What we see from the case of Peaky Blinders is that value of successful screen brands can be widespread. While watching Lord of the Rings enticed many to get lost in the landscapes of New Zealand, attracting people to visit Birmingham to experience interwar gang warfare seems like a harder ask. But, the fact is, Peaky Blinders is cool. It’s lauded for its stylish cinematography, excellent soundtrack and has sparked fashion trends including a collaboration with David Beckham’s clothing line (thankfully sans razor blades). A recent BBC competition to commission artwork by fans received over 1000 entries, and there are countless memes and GIFs online that feature the iconic slow walk of major characters, or catchphrase ‘By order of the Peaky [insert expletive here] Blinders!’.
The desire for fans to immerse themselves in all things Peaky has led to the establishment of history tours around Digbeth and the Black Country Living Museum’s sell-out themed evenings.
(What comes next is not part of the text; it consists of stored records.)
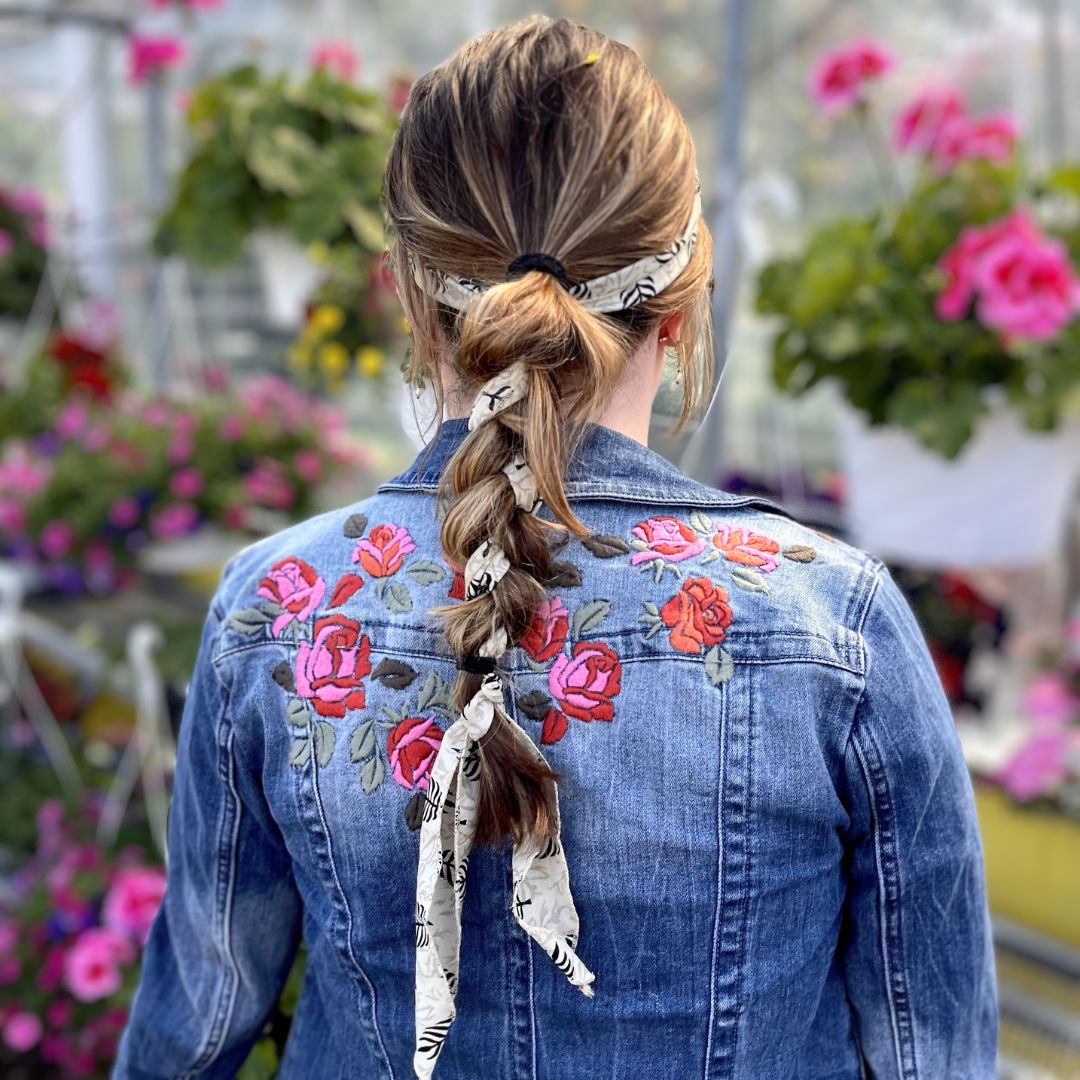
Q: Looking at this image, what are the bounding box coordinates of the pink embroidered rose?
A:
[352,524,416,578]
[810,38,893,113]
[518,596,570,663]
[64,927,135,1001]
[387,716,443,788]
[296,615,372,717]
[548,642,622,720]
[258,555,326,637]
[660,578,731,653]
[630,517,705,566]
[713,525,780,573]
[102,866,165,945]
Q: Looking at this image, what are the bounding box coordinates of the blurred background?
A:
[0,0,1080,1080]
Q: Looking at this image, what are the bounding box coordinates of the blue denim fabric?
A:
[112,420,997,1080]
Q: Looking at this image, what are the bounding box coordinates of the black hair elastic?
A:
[507,252,573,288]
[458,652,495,675]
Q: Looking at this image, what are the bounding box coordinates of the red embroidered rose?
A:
[713,525,780,573]
[518,596,570,663]
[296,615,372,716]
[630,517,705,566]
[387,716,443,788]
[548,642,622,720]
[352,525,416,578]
[660,578,731,652]
[258,555,326,637]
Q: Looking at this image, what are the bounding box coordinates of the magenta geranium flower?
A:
[810,38,894,113]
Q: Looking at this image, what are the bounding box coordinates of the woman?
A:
[114,17,996,1080]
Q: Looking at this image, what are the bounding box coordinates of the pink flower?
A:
[932,113,1016,173]
[38,518,75,558]
[311,41,360,82]
[893,86,967,153]
[108,495,143,529]
[150,502,199,540]
[3,1012,42,1054]
[102,866,165,945]
[64,927,135,1001]
[997,731,1068,801]
[127,33,187,83]
[936,210,1080,341]
[387,716,443,789]
[168,468,203,499]
[810,38,893,113]
[630,516,705,566]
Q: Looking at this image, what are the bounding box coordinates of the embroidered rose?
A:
[630,517,705,566]
[548,642,622,720]
[259,555,326,637]
[352,524,416,578]
[387,716,443,788]
[519,596,570,663]
[713,525,780,573]
[660,578,731,652]
[296,615,372,716]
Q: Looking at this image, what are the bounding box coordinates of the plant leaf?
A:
[581,532,630,558]
[731,566,769,593]
[288,739,311,768]
[372,657,419,690]
[343,514,367,540]
[360,753,387,795]
[349,720,378,765]
[705,645,735,686]
[405,558,446,585]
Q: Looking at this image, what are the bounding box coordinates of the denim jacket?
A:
[112,420,997,1080]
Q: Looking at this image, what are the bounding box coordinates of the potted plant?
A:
[154,64,396,326]
[757,42,1080,567]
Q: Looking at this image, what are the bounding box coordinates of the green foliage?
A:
[757,161,1080,458]
[154,64,397,267]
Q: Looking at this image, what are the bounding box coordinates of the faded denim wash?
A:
[112,420,997,1080]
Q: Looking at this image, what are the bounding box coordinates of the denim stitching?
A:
[851,728,918,1080]
[308,725,394,1080]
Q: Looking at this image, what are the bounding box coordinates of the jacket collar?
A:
[378,417,788,516]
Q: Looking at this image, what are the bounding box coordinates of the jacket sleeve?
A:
[111,567,301,1080]
[840,567,997,1080]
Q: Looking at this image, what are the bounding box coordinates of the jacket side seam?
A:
[851,728,918,1080]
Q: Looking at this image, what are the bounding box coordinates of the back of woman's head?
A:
[386,16,712,842]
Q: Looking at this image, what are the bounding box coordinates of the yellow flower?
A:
[308,303,345,337]
[319,341,349,377]
[356,345,386,376]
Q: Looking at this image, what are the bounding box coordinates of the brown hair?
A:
[384,15,712,843]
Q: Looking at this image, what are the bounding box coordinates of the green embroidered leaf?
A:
[705,645,735,686]
[349,720,377,765]
[517,690,551,720]
[270,660,296,693]
[548,563,581,589]
[731,566,769,593]
[386,581,413,612]
[372,657,419,690]
[343,514,367,540]
[315,720,337,768]
[285,698,311,728]
[416,672,450,713]
[288,739,311,768]
[229,608,273,634]
[360,753,387,795]
[581,532,630,558]
[571,599,611,638]
[405,558,446,585]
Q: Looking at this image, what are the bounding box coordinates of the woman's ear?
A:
[659,311,685,345]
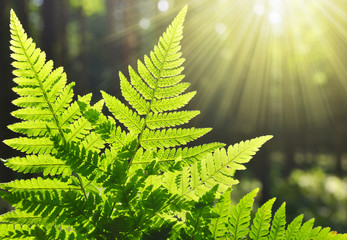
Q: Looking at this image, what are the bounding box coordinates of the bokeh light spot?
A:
[269,11,282,24]
[139,18,151,29]
[158,0,169,12]
[253,3,265,16]
[313,71,328,86]
[214,23,226,34]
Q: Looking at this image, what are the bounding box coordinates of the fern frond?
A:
[249,198,276,240]
[0,210,42,224]
[296,219,314,240]
[5,154,72,176]
[4,137,53,154]
[151,92,196,113]
[228,188,259,240]
[133,143,224,164]
[146,111,200,130]
[269,203,286,240]
[285,215,304,240]
[178,136,272,199]
[8,120,58,137]
[210,190,231,239]
[141,128,211,149]
[101,92,144,134]
[0,177,81,192]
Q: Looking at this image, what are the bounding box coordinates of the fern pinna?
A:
[0,7,347,240]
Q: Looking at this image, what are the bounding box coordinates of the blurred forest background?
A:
[0,0,347,232]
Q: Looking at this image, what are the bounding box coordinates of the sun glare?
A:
[269,11,282,24]
[181,0,347,133]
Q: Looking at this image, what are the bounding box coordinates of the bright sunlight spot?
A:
[269,11,282,24]
[253,3,265,16]
[158,0,169,12]
[139,18,151,29]
[214,23,226,34]
[179,0,347,134]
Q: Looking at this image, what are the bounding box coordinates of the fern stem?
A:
[76,173,87,201]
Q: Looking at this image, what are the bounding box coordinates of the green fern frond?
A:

Now we are seeing a move to add more ‘official’ events such as a festival in September and two themed escape rooms. ‘Gritty’ is an adjective frequently used to describe both the subject matter and aesthetic of Peaky Blinders, and while this has both positive and negative connotations, it is a brand that Birmingham is embracing. The two-day festival in September (following an unofficial event last year) will take place in Digbeth, an industrial area of Birmingham that trades on its reputation for being somewhat gritty and alternative. Knight’s greatly anticipated Mercian Studios will, if all comes to fruition, boost production and create much needed infrastructure for the regional film and TV industries.
As the fifth series commences, it seems Birmingham can only continue to capitalise on the uniquely Peaky brand that mythologises an era of the city’s history. Flat caps are back in style and there is no shortage of Peaky themed experiences on offer. As we follow Tommy Shelby back into the urban jungle of 1920s Small Heath, should we also pause to consider what it means for Birmingham to build on a brand that, despite its panache, is rooted in narratives of violence?